Purpose and scope of this study
The goal of this study is to compare the effectiveness and efficiency of existing open source command-line tools to de-novo assemble whole chloroplast genomes from raw genomic data sets with minimal configuration. This includes no need for extensive data preparation, no need for a specific reference (apart from A. thaliana), no need to change default parameters, no manual finishing. We further restricted our benchmark to paired end Illumina data sets as these are routinely generated by modern sequencing platforms [36].
In our opinion this reflects the most common use cases: (1) a user trying a tool quickly without digging into options for fine tuning and (2) large scale automatic applications. Still, we acknowledge that the performance of the tools might be significantly improved by optimizing parameters (and references if applicable) for each data set specifically. However, an exhaustive comparison - including tuning of all different possible parameters for each tool-was out of scope for this study.
Our results will enable the discovery of novel chloroplast genomes as well as an assembly of inter/intra-individual differences in the respective chloroplast genomes.
Results
Performance metrics
Time requirements
In terms of run time, massive differences between the different tools have been observed. Apart from tool-specific differences, input data and number of threads had huge impact. The observed run times varied from a few minutes to several hours (figure 1).
Some assemblies failed to finish within the time-limit we set (48 h). On average the longest time to generate the assemblies was taken by IOGA and Fast-Plast followed by ORG.Asm and GetOrganelle the most time efficient tool was chloroExtractor, which on average is a little faster than NOVOPlasty and Chloroplast assembly protocol.
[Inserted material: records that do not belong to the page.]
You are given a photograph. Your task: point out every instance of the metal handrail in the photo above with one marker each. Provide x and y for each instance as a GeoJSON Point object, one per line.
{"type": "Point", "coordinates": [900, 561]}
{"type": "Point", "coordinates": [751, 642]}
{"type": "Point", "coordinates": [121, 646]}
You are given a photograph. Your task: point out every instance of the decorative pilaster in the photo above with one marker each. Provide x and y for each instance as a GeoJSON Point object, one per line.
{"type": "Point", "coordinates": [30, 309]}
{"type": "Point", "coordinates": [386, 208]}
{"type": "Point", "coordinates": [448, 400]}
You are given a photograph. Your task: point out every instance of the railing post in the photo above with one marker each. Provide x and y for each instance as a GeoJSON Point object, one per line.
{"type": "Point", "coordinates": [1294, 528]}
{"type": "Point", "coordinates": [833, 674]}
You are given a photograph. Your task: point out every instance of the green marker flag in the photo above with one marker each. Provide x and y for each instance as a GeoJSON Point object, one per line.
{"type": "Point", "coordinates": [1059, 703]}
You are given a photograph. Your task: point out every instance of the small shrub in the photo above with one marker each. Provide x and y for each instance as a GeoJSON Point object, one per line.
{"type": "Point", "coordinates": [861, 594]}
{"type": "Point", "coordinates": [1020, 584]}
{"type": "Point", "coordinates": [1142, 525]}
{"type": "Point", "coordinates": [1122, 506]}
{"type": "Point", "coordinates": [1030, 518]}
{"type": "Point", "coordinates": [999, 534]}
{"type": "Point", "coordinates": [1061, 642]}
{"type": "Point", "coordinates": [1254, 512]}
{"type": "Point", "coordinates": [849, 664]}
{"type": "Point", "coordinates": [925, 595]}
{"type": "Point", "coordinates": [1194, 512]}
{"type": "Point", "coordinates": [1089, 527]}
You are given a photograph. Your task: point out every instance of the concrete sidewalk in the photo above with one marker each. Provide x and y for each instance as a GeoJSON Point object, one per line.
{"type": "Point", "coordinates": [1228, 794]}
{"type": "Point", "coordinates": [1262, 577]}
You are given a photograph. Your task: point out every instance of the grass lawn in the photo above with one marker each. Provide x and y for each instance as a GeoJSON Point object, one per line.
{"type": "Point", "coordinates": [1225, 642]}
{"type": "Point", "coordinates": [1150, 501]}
Not all the tools were able to benefit from having access to multiple threads. Both NOVOPlasty and ORG.Asm take about the same time independent of being able to utilize 1, 2, 4, or 8 threads. Chloroplast assembly protocol, chloroExtractor, GetOrganelleand Fast-Plast all profit from multi-threading (figures 1 and 2 and tables S3 to S5).
Memory and CPU Usage
The peak and mean CPU usage, as well as peak memory and disk usage have been recorded for all assemblers based on the same input data set and number of threads to use (figure 2 and tables S3 to S5). Mainly, the size of the input data influenced the peak memory usage with the exception of chloroExtractor and IOGA. Those two assemblers seems to have a memory usage pattern, which is less influenced by the size of the data. The number of allowed threads had only a limited impact on the peak memory usage. Nevertheless, all programs profit by a higher number of threads, if the size of the input data was increased. In contrast, the disk usage is independent from input size and number of threads for all assemblers.
Qualitative
The user experience of most tools was evaluated as mainly Good (table 1). However, a few critique points remained. Two minor dependencies were missing in the GetOrganelle installation instructions and there was no test data available. Additionally, an issue occurred when running it on a A. thaliana data set. We are currently in the process of resolving this with the authors.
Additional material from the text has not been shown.